That’s so Basic


A collection of items all deemed “basic”

From about 1st grade to 7th grade I always told people my favorite color was red. The question of color favoritism is one of seemingly little importance; however, one quickly realizes how much a color can dominate a child’s life. Blankets, notebooks, pens, clothes, essentially all purchasable items are now saturated with the color you once told your Mom was your favorite.  So I grew up with a plethora of red items, but what no one knew was that my favorite color was never red; it was pink.

At some point in my adolescence I switched from pink to its darker shade as a means of distancing myself from the stigma and stereotypes associated with pink. Pretending to like a color I actually found rather boring seemed a far better option than the unthinkable alternative: being called a “girly girl.” 

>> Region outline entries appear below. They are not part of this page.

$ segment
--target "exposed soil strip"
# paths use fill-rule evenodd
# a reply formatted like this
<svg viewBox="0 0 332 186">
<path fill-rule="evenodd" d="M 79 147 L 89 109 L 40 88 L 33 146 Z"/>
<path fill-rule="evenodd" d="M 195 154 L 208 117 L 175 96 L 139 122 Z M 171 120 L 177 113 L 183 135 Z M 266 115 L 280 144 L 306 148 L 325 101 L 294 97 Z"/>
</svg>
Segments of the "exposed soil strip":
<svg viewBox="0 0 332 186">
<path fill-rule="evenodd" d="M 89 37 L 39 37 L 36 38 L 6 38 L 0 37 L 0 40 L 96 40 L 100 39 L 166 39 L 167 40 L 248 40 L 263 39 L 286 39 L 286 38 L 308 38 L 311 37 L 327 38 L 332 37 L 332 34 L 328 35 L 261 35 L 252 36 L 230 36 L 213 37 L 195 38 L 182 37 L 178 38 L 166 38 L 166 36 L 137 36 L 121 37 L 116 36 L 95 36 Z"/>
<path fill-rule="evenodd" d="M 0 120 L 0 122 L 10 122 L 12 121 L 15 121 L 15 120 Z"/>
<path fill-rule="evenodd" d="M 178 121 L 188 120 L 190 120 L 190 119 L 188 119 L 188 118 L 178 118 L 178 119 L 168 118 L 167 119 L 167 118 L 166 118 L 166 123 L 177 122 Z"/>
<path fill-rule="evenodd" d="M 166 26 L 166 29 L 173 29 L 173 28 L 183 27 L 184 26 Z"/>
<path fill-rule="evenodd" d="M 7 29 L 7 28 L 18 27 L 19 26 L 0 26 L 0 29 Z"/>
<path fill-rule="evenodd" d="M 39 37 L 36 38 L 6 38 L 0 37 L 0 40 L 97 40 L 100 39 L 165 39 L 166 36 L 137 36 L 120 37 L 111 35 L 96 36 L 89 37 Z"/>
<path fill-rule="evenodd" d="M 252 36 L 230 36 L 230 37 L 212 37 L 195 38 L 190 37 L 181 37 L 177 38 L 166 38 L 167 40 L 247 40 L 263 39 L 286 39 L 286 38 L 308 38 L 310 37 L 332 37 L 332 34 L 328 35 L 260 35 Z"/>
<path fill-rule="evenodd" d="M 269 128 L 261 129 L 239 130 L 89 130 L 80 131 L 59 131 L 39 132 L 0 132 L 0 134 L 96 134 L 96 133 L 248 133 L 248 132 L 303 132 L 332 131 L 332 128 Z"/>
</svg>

Something about being a “girly girl” just seemed so demeaning. I’m better than that. I’m not some vanity obsessed princess. I play sports. I don’t fawn over every boy I meet. I am a girl, but not a girly one. 

The sheer absurdity of this logic, in retrospect, is astounding. Almost comical. A little sad. In my feeble attempt to fight the patriarchy I ended up giving more fuel to the fire by pitting myself against my own gender. 

As I continue to think about this moment from my youth it dawns on me how everything a girl could possibly like is somehow used against her. Like school? That’s so nerdy. Like wearing makeup? That’s so vain. Like something unique? That’s so “pick-me.” Like something popular? That’s so basic. 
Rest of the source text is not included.